Ces dernières années, les dérives de certaines entreprises (licenciements boursiers, exploration intensive des ressources naturelles, law shooping ou la possibilité pour les entreprises de choisir pour investir ou pour se protéger de poursuites un Etat en fonction de sa justice …) couplées à la crise écologique, aux évolutions sociales et sociétales, aux disparités de revenus dans les pays développés comme dans les pays en voie de développement, battent en brèche l’absolutisme d’une entreprise sans feu ni lieu et d’un management comme « technique de pouvoir du propriétaire ». Désormais, les desseins d’une entreprise socialement et sociétalement responsable émergent et dessinent les contours d’un nouveau paradigme économique et managérial. Il s’agit d’une entreprise qui jouerait enfin pleinement son rôle institutionnel c’est-à-dire « politique » dans le sens premier du terme, celui qui l’enjoint à se situer et à agir dans un contexte économique, social, sociétal et environnemental afin de « ne pas perdre le sens des ensembles ». Dans cette optique, la mise en œuvre d’une gestion située qui laisse aux communs et à l’incalculable une juste place devient une exigence difficilement négociable.

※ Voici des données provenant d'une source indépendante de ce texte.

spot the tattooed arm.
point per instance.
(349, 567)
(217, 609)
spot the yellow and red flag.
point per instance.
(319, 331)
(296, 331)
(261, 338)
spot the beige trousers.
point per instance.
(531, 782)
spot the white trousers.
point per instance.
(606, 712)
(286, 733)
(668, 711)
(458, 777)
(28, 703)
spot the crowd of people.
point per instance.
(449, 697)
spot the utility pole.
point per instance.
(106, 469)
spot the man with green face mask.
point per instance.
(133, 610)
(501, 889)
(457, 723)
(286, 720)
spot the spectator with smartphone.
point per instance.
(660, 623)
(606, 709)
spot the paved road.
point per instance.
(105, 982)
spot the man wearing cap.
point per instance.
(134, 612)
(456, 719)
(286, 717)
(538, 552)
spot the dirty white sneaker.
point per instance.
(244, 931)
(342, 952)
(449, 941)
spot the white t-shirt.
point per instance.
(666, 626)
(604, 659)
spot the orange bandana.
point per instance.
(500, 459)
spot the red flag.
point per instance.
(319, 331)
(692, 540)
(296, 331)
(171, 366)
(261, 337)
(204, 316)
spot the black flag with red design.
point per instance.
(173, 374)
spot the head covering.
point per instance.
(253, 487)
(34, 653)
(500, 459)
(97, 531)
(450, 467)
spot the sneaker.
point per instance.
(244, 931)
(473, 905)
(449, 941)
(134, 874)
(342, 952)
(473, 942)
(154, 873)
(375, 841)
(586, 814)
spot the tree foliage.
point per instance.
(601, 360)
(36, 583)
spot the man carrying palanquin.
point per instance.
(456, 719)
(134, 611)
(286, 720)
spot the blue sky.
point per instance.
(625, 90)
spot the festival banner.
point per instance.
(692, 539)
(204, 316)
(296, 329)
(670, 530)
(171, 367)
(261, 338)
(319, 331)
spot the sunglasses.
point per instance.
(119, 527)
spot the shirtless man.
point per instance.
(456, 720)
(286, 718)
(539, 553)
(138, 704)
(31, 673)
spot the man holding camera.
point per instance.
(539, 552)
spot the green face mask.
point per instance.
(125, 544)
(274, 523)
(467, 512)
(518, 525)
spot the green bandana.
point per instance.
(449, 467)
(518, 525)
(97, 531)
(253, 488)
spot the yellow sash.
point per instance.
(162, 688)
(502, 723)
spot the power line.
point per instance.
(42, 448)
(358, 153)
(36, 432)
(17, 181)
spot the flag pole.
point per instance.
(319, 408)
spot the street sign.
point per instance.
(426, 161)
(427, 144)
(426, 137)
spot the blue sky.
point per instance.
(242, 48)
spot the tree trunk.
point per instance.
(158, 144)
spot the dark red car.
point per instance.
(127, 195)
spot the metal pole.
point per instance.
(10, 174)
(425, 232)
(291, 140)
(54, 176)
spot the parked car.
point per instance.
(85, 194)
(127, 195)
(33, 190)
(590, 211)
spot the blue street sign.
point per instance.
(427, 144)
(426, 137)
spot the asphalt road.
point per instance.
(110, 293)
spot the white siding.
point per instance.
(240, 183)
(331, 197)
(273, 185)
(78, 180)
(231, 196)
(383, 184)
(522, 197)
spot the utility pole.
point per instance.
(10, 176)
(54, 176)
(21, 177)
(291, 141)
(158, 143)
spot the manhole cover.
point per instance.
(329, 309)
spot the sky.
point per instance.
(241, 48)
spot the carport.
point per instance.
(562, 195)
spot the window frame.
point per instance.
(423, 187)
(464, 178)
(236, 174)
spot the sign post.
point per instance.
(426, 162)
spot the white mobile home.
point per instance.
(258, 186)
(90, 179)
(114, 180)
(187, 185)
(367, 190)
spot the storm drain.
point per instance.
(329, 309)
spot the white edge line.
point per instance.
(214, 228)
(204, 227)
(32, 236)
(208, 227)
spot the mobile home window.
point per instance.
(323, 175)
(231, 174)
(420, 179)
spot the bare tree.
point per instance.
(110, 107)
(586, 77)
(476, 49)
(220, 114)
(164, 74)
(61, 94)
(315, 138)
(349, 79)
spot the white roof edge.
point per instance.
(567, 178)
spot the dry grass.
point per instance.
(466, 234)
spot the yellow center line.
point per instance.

Ainsi, nous avons vu apparaitre une sorte de concours Lépine de la bonne volonté pour transformer les entreprises et le management. Ces « belles » et « bonnes » idées sont rarement performatives car la bonne volonté ne suffit pas pour changer le réel. L’acte en soi de gouverner les hommes n’a que rarement des effets directs sur le réel. C’est un acte médiatisé. Une médiation à bon escient requiert de penser les conditions de possibilités qui rendent le terreau favorable. Lorsque les conditions ne sont pas réunies, les velléités d’action voire de transformation sont inexorablement vouées à l’échec.
Voici quelques illustrations de ce que j’appelle l’effet Faber c’est-à-dire les limites de la bonne volonté ou l’absence de réflexion et d’action sur les conditions de possibilités. L’affaire Danone avec l’éviction du PDG charismatique de l’entreprise Emmanuel Faber sous la pression de fonds d’investissement n’est pas juste une illustration des péripéties, des tribulations du jeune statut d’entreprise à mission, elle est selon moi, une illustration parfaite des limites de la bonne volonté en entreprise, instrument qui s’avère insuffisant face à un réel de plus en plus complexe et inhospitalier pour les vœux pieux.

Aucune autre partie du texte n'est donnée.